O Ministério Público do Rio de Janeiro (MP-RJ) ajuizou uma ação de improbidade administrativa contra sete ex-assessores do gabinete do ex-vereador Carlos Bolsonaro (PL), acusados de participação em um suposto esquema de “rachadinha” que teria causado prejuízo de quase R$ 2 milhões aos cofres públicos.
Na ação, o MP-RJ pede a condenação dos investigados, a devolução integral dos valores supostamente desviados, a suspensão dos direitos políticos, o pagamento de multa e a proibição de exercerem cargos públicos.
Segundo a investigação, o ex-chefe de gabinete Jorge Luiz Fernandes seria o principal operador e beneficiário do suposto esquema. O Ministério Público afirma que, entre 2005 e 2021, ele recebeu transferências frequentes de assessores parlamentares com o auxílio da esposa, Regina Célia, então assessora do gabinete, que também teria intermediado os repasses.
De acordo com o inquérito civil, Regina Célia realizou 304 transferências para Jorge Luiz, somando R$ 814 mil. Outra ex-assessora investigada, Andreá Cristina da Cruz Martins, teria feito 12 transferências ao ex-chefe de gabinete em 2018, totalizando R$ 112 mil. Segundo o MP, o valor corresponde a cerca de 70% dos salários recebidos pela servidora naquele ano.
Para o Ministério Público, o grupo atuava para manter “um esquema de apropriação sistemática de verbas públicas por meio de repasses injustificados”.
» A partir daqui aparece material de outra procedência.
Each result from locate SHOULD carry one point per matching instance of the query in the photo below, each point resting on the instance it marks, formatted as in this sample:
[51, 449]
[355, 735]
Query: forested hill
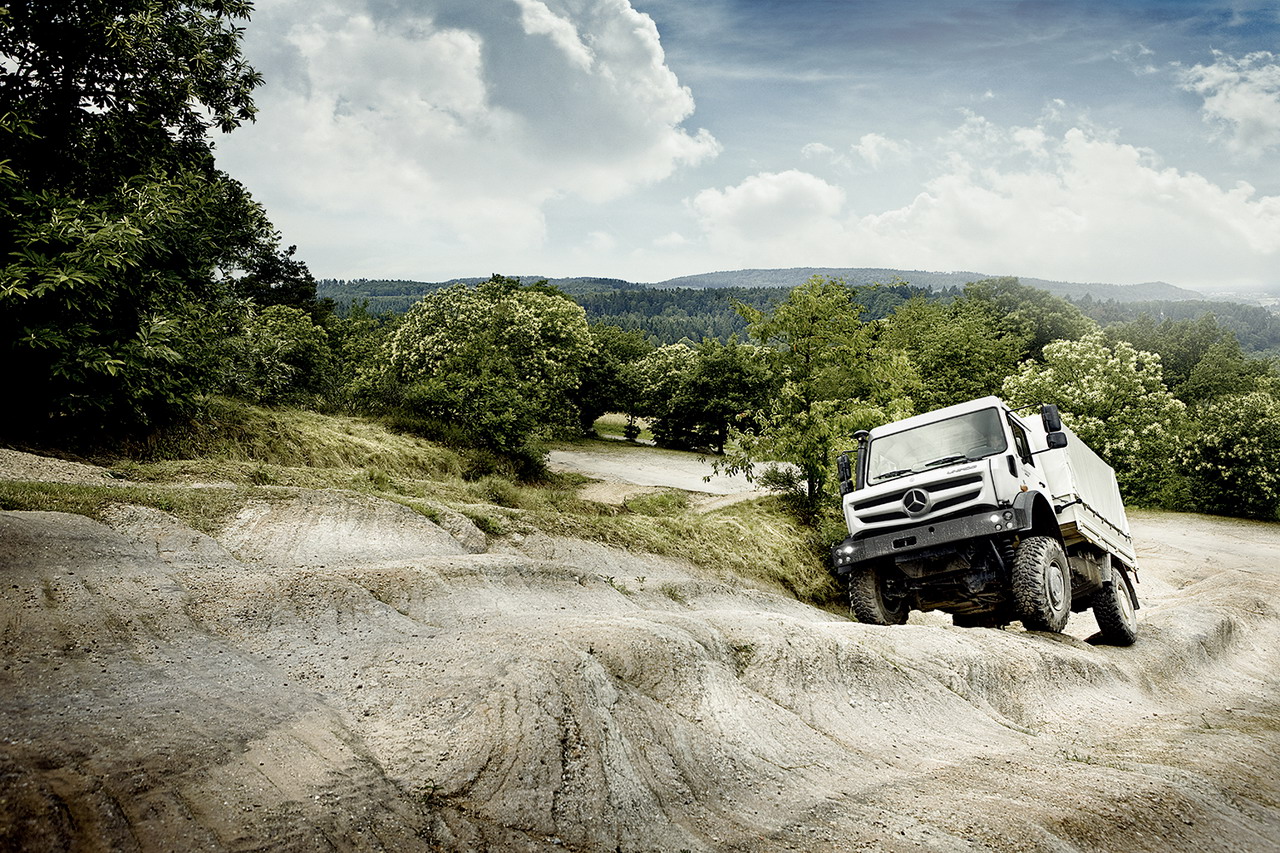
[396, 296]
[1148, 291]
[702, 306]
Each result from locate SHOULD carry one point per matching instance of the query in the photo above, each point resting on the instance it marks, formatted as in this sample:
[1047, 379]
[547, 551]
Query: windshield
[945, 442]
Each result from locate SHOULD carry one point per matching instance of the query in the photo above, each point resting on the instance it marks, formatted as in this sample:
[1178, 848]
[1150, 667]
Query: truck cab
[988, 515]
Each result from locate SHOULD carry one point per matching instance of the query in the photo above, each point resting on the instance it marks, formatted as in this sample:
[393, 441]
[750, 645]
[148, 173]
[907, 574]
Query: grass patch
[205, 510]
[297, 438]
[659, 503]
[755, 539]
[615, 424]
[254, 451]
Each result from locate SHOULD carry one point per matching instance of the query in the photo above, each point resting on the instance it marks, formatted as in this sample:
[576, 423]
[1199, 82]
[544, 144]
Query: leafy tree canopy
[499, 361]
[123, 250]
[1115, 400]
[1024, 311]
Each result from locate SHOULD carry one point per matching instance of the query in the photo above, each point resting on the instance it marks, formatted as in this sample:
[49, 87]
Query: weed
[673, 592]
[658, 503]
[617, 584]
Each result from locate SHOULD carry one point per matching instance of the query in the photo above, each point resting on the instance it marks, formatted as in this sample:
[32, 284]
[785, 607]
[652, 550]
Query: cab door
[1022, 464]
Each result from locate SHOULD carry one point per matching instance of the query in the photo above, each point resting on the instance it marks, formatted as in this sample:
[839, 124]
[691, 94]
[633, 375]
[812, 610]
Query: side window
[1022, 443]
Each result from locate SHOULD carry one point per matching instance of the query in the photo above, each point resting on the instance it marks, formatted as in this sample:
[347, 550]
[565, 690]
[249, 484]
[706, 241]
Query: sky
[1116, 141]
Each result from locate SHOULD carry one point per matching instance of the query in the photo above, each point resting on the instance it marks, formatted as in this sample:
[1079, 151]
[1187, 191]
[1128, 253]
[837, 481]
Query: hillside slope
[333, 671]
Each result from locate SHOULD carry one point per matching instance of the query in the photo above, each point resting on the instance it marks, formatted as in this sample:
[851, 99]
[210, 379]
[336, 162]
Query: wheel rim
[1056, 587]
[1125, 603]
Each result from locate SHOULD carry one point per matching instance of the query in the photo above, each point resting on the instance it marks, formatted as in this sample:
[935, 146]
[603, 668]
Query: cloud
[1072, 204]
[771, 215]
[876, 149]
[1242, 96]
[448, 122]
[817, 150]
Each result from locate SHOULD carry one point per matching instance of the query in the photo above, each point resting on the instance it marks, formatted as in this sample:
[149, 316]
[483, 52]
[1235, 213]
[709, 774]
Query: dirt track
[334, 673]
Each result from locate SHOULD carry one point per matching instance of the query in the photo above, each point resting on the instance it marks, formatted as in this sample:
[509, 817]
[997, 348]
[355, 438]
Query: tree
[1234, 456]
[604, 384]
[1116, 401]
[720, 386]
[123, 247]
[280, 356]
[1201, 359]
[498, 363]
[959, 350]
[115, 90]
[833, 381]
[1024, 311]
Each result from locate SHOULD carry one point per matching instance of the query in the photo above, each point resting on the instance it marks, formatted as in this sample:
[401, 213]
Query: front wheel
[1042, 584]
[873, 601]
[1112, 607]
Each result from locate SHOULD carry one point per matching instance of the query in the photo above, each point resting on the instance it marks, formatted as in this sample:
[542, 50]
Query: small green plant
[617, 584]
[673, 592]
[658, 503]
[487, 523]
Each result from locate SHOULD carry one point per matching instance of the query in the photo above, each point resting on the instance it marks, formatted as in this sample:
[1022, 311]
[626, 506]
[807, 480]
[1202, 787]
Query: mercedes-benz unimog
[987, 515]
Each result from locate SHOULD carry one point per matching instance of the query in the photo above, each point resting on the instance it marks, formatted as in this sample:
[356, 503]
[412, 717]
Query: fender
[1037, 514]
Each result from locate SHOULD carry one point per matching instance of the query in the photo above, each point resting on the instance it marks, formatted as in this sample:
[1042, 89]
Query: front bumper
[931, 534]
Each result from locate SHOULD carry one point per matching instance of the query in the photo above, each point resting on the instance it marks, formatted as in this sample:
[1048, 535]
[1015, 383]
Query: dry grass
[252, 450]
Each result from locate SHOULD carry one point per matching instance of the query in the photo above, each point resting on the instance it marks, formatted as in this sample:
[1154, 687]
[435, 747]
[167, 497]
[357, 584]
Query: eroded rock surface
[332, 674]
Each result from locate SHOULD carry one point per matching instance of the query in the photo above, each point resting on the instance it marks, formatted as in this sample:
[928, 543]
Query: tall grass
[255, 448]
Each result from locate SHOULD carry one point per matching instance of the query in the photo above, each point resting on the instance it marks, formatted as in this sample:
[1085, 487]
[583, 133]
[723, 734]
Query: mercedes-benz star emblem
[915, 502]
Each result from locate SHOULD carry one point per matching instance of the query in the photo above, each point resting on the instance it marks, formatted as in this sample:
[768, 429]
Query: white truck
[988, 515]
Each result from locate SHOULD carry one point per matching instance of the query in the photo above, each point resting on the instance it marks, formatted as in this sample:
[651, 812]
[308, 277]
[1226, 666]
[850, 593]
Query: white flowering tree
[499, 363]
[1116, 401]
[1234, 456]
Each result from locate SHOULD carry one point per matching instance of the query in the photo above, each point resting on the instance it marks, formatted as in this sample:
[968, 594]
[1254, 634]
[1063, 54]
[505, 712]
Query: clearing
[336, 671]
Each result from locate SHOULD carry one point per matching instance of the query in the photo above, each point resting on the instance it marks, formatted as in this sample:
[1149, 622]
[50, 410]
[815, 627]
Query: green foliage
[1234, 457]
[1028, 313]
[1201, 359]
[1116, 401]
[607, 384]
[694, 395]
[833, 381]
[499, 361]
[959, 350]
[123, 249]
[115, 90]
[280, 356]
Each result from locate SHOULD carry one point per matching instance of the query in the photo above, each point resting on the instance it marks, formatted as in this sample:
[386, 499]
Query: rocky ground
[332, 671]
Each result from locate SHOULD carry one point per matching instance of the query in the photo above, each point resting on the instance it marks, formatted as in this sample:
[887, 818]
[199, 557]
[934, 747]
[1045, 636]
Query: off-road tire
[1042, 584]
[1112, 607]
[869, 603]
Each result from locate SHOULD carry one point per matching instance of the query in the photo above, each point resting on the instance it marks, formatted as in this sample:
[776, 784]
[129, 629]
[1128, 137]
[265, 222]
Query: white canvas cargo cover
[1086, 486]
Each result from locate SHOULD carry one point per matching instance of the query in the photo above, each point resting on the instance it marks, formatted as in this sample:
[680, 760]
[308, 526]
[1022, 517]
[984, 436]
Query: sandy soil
[329, 673]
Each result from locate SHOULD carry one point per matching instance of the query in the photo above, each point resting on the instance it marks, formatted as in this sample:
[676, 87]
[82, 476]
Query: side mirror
[845, 471]
[1051, 418]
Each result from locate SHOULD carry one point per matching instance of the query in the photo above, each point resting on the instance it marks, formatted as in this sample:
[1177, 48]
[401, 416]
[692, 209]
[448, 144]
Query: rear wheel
[873, 598]
[1042, 584]
[1112, 607]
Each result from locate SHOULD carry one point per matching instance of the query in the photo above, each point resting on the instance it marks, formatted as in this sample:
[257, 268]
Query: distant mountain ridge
[375, 290]
[859, 276]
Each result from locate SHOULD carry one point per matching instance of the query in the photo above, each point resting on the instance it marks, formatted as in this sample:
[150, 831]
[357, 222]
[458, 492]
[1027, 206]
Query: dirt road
[332, 671]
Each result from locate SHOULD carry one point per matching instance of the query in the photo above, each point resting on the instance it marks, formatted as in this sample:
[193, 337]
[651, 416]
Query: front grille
[944, 496]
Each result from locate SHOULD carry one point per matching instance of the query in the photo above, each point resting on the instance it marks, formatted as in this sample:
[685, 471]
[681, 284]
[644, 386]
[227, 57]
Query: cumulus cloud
[451, 122]
[876, 149]
[1242, 96]
[772, 214]
[1072, 204]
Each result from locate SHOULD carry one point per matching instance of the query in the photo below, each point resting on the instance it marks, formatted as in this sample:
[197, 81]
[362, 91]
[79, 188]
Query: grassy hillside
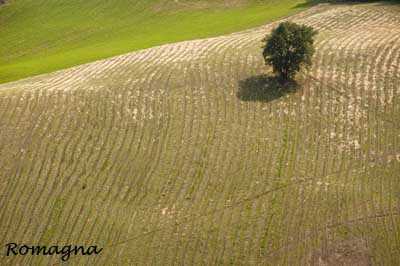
[42, 36]
[186, 154]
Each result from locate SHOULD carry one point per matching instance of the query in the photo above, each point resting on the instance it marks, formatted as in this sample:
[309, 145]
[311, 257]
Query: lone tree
[288, 48]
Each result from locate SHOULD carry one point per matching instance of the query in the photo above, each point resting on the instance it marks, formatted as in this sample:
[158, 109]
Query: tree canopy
[288, 48]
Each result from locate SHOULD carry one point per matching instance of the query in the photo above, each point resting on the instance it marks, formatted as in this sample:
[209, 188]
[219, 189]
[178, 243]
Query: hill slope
[172, 156]
[42, 36]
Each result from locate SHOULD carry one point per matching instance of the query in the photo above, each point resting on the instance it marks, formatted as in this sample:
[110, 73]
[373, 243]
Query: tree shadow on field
[263, 88]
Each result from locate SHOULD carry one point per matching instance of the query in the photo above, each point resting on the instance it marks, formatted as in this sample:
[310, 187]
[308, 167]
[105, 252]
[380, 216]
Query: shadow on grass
[263, 88]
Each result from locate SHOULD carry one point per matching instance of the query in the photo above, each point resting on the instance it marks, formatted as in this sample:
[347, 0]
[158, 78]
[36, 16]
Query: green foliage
[38, 37]
[288, 48]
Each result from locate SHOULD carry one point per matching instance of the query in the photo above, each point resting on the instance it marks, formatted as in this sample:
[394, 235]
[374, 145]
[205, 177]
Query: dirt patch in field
[344, 253]
[173, 6]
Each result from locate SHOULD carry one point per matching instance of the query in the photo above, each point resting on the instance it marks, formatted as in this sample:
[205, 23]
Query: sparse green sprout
[289, 48]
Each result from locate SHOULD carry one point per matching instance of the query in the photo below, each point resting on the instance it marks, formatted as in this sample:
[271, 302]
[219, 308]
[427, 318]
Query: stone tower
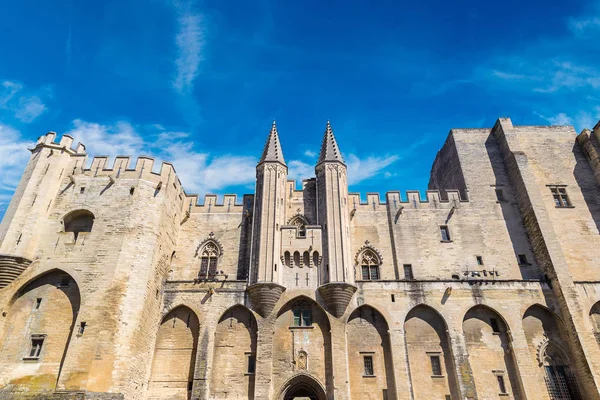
[269, 216]
[333, 215]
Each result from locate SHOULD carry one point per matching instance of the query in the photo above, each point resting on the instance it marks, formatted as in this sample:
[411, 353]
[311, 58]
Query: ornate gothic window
[300, 223]
[302, 313]
[209, 257]
[369, 264]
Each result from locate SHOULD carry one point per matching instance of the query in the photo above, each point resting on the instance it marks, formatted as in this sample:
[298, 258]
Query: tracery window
[302, 313]
[208, 261]
[300, 223]
[369, 263]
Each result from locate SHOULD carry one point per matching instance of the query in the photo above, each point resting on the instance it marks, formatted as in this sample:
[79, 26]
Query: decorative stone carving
[264, 296]
[337, 296]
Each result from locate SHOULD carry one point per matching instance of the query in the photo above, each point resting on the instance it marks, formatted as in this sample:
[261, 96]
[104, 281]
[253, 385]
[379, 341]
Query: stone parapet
[11, 267]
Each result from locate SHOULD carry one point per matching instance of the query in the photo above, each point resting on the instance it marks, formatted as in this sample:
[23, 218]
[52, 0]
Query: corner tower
[332, 199]
[269, 216]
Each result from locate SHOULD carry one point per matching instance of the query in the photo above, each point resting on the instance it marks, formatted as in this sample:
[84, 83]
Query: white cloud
[24, 105]
[299, 170]
[359, 170]
[13, 158]
[190, 43]
[199, 172]
[581, 120]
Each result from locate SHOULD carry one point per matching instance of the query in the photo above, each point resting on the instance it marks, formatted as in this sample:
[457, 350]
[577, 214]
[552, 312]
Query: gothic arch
[41, 315]
[234, 357]
[303, 325]
[175, 355]
[210, 252]
[302, 385]
[547, 343]
[371, 368]
[488, 342]
[431, 371]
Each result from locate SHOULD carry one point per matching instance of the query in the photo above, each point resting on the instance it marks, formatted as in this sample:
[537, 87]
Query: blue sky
[198, 83]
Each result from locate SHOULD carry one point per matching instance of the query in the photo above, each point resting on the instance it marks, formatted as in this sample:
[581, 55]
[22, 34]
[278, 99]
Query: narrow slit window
[494, 325]
[501, 384]
[408, 275]
[36, 347]
[561, 199]
[368, 365]
[436, 366]
[445, 232]
[251, 363]
[500, 195]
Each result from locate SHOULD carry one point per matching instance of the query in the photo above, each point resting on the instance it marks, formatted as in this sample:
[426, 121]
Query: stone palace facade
[117, 284]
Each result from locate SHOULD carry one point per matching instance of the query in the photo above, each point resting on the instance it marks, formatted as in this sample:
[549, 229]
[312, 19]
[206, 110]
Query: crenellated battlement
[412, 199]
[213, 203]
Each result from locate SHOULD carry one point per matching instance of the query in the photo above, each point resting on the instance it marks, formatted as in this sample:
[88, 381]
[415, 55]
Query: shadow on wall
[584, 176]
[507, 199]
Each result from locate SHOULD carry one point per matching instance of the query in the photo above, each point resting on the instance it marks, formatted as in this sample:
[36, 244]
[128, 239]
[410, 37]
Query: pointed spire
[329, 148]
[272, 151]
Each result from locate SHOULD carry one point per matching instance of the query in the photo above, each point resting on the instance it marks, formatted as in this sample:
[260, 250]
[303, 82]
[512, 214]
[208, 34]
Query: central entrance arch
[302, 386]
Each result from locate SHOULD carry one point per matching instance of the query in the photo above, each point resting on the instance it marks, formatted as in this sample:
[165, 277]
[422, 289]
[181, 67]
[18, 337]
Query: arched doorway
[174, 356]
[302, 386]
[40, 321]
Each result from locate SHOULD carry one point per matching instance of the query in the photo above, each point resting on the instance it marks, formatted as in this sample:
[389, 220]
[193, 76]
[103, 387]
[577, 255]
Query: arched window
[300, 223]
[209, 257]
[302, 314]
[369, 263]
[78, 221]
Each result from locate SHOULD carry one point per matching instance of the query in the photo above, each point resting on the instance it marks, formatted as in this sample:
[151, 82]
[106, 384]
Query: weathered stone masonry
[116, 284]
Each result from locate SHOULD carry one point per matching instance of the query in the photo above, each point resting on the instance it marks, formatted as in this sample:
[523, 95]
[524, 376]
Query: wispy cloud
[23, 104]
[199, 172]
[190, 44]
[13, 158]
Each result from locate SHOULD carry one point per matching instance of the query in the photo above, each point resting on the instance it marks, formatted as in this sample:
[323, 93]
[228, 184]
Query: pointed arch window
[369, 264]
[209, 257]
[300, 223]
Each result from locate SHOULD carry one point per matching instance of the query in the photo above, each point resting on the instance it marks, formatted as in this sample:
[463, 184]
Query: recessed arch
[42, 315]
[303, 330]
[488, 343]
[302, 385]
[548, 349]
[175, 355]
[234, 356]
[371, 368]
[432, 372]
[78, 221]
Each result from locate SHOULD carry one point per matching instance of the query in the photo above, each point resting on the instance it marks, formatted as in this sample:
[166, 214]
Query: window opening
[494, 324]
[208, 261]
[523, 259]
[368, 364]
[500, 195]
[501, 384]
[37, 341]
[408, 275]
[369, 266]
[436, 365]
[445, 233]
[302, 315]
[561, 199]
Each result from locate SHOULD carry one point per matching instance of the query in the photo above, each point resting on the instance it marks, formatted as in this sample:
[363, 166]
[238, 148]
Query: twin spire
[329, 148]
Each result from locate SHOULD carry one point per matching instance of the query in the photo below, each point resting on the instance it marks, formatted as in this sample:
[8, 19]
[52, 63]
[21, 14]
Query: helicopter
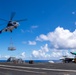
[11, 24]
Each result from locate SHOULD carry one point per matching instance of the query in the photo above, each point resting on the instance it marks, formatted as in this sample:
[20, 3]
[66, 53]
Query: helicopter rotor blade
[3, 19]
[21, 20]
[12, 16]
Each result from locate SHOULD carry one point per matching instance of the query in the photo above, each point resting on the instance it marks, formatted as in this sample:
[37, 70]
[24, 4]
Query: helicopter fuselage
[10, 26]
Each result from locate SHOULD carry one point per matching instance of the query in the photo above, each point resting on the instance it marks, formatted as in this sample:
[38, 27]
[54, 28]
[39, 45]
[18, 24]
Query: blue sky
[51, 23]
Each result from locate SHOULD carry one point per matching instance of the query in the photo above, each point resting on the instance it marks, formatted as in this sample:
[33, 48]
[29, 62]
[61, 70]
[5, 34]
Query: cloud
[24, 42]
[23, 54]
[60, 38]
[32, 42]
[33, 27]
[42, 37]
[41, 53]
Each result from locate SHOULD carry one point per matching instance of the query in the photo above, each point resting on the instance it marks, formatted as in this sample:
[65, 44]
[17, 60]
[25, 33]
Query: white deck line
[59, 70]
[23, 70]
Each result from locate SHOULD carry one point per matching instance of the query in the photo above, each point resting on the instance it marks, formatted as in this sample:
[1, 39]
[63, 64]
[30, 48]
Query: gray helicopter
[12, 24]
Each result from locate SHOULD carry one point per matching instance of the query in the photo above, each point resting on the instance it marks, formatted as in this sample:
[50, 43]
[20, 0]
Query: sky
[48, 34]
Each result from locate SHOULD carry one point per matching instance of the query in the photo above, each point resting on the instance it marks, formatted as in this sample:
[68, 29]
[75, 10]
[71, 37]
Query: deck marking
[22, 70]
[59, 70]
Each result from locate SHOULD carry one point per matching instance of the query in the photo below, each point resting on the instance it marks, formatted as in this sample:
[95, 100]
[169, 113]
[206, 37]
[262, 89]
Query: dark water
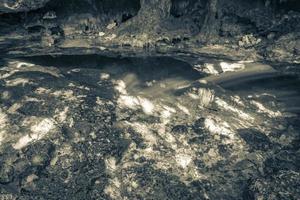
[89, 127]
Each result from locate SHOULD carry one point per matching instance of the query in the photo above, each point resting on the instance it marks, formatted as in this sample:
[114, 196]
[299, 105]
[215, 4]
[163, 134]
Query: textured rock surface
[89, 127]
[249, 29]
[21, 5]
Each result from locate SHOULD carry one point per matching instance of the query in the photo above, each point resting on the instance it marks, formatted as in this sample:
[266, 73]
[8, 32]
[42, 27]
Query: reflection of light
[17, 81]
[217, 127]
[226, 67]
[183, 160]
[221, 103]
[39, 131]
[263, 109]
[147, 106]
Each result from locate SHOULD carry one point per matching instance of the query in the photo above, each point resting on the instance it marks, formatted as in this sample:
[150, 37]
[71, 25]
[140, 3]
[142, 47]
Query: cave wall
[47, 23]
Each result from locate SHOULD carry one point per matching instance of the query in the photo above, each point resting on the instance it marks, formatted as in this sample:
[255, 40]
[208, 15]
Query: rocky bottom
[80, 127]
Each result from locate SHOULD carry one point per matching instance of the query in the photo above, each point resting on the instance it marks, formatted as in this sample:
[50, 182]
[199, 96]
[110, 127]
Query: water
[146, 127]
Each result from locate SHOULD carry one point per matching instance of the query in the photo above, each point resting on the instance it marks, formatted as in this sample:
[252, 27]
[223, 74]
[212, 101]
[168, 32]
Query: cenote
[94, 127]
Carlos Bolsonaro não integra a lista de réus na ação de improbidade administrativa. Conforme o MP-RJ, a investigação sobre o ex-vereador por suspeita de participação no suposto esquema de rachadinha continua em andamento.
Na esfera criminal, Jorge Luiz Fernandes e os outros seis ex-assessores também respondem a processo pelos crimes de organização criminosa e peculato, em investigação relacionada ao suposto desvio de recursos públicos.